"""
The Codebase Knowledge Memory Layer Agent.
Manages ingestion, indexing, and persistent storage of codebase-related
information within SurrealDB. Provides real-time monitoring and updates.
"""
import asyncio
import os
import hashlib
from pathlib import Path
from typing import Dict, List, Any, Optional, Set
from datetime import datetime
import logging
import ast
import re
from watchdog.observers import Observer
from watchdog.events import FileSystemEventHandler
from ..models.memory_layers import RelationshipType
from ..models.agent_models import AgentConfig, AgentMessage, AgentResponse
from ..services.groq_service import GroqLLMService
from ..services.memory_service import MemoryService
logger = logging.getLogger(__name__)
class CodeFileType(str):
"""Supported code file types."""
PYTHON = "python"
JAVASCRIPT = "javascript"
TYPESCRIPT = "typescript"
JAVA = "java"
CPP = "cpp"
GO = "go"
RUST = "rust"
OTHER = "other"
class CodeChunk:
"""Represents a chunk of code with metadata."""
def __init__(
self,
id: str,
file_id: str,
content: str,
chunk_type: str,
start_line: int,
end_line: int,
**kwargs
):
self.id = id
self.file_id = file_id
self.content = content
self.chunk_type = chunk_type
self.start_line = start_line
self.end_line = end_line
self.metadata = kwargs
class CodeFile:
"""Represents a code file with metadata."""
def __init__(
self,
id: str,
file_path: str,
content: str,
file_type: str,
**kwargs
):
self.id = id
self.file_path = file_path
self.content = content
self.file_type = file_type
self.metadata = kwargs
self.chunks: List[CodeChunk] = []
class CodebaseWatcher(FileSystemEventHandler):
"""File system watcher for real-time codebase monitoring."""
def __init__(self, agent: 'CodebaseMemoryAgent'):
self.agent = agent
self.supported_extensions = {
'.py', '.js', '.ts', '.jsx', '.tsx', '.java', '.cpp', '.cc', '.h', '.hpp',
'.go', '.rs', '.rb', '.php', '.cs', '.swift', '.kt', '.scala', '.sh'
}
def on_modified(self, event):
if not event.is_directory and self._is_supported_file(event.src_path):
asyncio.create_task(self.agent.handle_file_change(event.src_path, "modified"))
def on_created(self, event):
if not event.is_directory and self._is_supported_file(event.src_path):
asyncio.create_task(self.agent.handle_file_change(event.src_path, "created"))
def on_deleted(self, event):
if not event.is_directory and self._is_supported_file(event.src_path):
asyncio.create_task(self.agent.handle_file_change(event.src_path, "deleted"))
def _is_supported_file(self, file_path: str) -> bool:
"""Check if file type is supported for monitoring."""

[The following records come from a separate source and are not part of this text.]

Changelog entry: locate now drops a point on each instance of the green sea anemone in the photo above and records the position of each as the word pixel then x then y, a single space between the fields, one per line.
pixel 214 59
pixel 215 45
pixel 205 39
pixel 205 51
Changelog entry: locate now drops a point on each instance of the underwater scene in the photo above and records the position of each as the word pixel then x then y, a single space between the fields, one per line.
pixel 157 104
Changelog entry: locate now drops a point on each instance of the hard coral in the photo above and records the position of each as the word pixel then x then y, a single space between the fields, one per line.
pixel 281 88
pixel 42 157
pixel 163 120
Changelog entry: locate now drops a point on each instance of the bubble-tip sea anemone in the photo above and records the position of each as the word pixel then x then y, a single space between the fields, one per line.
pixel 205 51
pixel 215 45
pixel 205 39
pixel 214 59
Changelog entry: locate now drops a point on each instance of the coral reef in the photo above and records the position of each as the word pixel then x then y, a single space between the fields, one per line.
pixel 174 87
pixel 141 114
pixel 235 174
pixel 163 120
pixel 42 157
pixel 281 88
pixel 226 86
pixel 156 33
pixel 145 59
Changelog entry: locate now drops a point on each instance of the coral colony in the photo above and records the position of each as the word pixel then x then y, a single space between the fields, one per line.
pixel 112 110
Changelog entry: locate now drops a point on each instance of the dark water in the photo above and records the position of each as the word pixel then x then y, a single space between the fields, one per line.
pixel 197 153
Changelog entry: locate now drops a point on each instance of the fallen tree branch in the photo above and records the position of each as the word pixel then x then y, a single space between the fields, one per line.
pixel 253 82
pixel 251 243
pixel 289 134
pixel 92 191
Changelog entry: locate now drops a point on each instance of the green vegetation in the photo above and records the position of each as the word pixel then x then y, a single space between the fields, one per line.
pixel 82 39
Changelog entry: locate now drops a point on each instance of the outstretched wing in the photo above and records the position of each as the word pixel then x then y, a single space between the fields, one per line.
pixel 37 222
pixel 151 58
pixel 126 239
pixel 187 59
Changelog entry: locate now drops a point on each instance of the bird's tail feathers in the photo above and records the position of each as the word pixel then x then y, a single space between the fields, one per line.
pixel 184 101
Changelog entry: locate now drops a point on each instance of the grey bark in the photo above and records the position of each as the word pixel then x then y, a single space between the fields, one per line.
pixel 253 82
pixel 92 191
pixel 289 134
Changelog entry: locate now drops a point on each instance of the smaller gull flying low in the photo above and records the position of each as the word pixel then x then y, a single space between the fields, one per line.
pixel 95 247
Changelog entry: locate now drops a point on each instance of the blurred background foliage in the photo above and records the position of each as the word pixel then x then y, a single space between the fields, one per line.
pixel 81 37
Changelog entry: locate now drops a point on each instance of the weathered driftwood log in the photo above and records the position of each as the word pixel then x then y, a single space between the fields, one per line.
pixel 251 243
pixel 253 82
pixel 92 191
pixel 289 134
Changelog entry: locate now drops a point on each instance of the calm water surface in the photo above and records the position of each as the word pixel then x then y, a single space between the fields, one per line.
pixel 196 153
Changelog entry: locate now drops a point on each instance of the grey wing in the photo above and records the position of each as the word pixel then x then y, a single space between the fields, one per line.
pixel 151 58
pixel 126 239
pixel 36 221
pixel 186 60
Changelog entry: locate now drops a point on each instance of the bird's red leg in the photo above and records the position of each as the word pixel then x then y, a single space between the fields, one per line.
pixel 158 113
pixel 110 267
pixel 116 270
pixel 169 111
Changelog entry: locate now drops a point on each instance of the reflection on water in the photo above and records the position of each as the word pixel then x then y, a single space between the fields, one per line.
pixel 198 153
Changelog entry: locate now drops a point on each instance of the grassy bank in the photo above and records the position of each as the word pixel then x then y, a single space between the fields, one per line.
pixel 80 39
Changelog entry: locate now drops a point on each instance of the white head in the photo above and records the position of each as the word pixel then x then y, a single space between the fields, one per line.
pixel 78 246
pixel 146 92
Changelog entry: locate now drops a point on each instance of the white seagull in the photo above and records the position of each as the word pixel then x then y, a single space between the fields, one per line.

return Path(file_path).suffix.lower() in self.supported_extensions
class CodebaseMemoryAgent:
"""
Manages the codebase knowledge memory layer with real-time monitoring,
intelligent chunking, and rich relationship mapping.
"""
def __init__(
self,
config: AgentConfig,
llm_service: GroqLLMService,
memory_service: MemoryService,
codebase_path: str
):
self.config = config
self.llm = llm_service
self.memory = memory_service
self.codebase_path = Path(codebase_path)
# File monitoring
self.observer = Observer()
self.watcher = CodebaseWatcher(self)
self.monitoring = False
# Caching and state
self.file_hashes: Dict[str, str] = {}
self.indexed_files: Set[str] = set()
# Language parsers
self.language_parsers = {
CodeFileType.PYTHON: self._parse_python_file,
CodeFileType.JAVASCRIPT: self._parse_javascript_file,
CodeFileType.TYPESCRIPT: self._parse_typescript_file,
}
async def initialize(self) -> AgentResponse:
"""Initialize the codebase memory agent."""
try:
# Validate codebase path
if not self.codebase_path.exists():
raise ValueError(f"Codebase path does not exist: {self.codebase_path}")
# Start file monitoring
await self.start_monitoring()
# Perform initial indexing
await self.index_codebase()
logger.info(f"Codebase memory agent initialized for: {self.codebase_path}")
return AgentResponse(
agent_id=self.config.agent_id,
success=True,
message="Codebase memory agent initialized successfully",
data={
"codebase_path": str(self.codebase_path),
"indexed_files": len(self.indexed_files),
"monitoring": self.monitoring
}
)
except Exception as e:
logger.error(f"Failed to initialize codebase memory agent: {e}")
return AgentResponse(
agent_id=self.config.agent_id,
success=False,
error=str(e)
)
async def start_monitoring(self):
"""Start real-time file system monitoring."""
try:
self.observer.schedule(self.watcher, str(self.codebase_path), recursive=True)
self.observer.start()
self.monitoring = True
logger.info("Started codebase monitoring")
except Exception as e:
logger.error(f"Failed to start monitoring: {e}")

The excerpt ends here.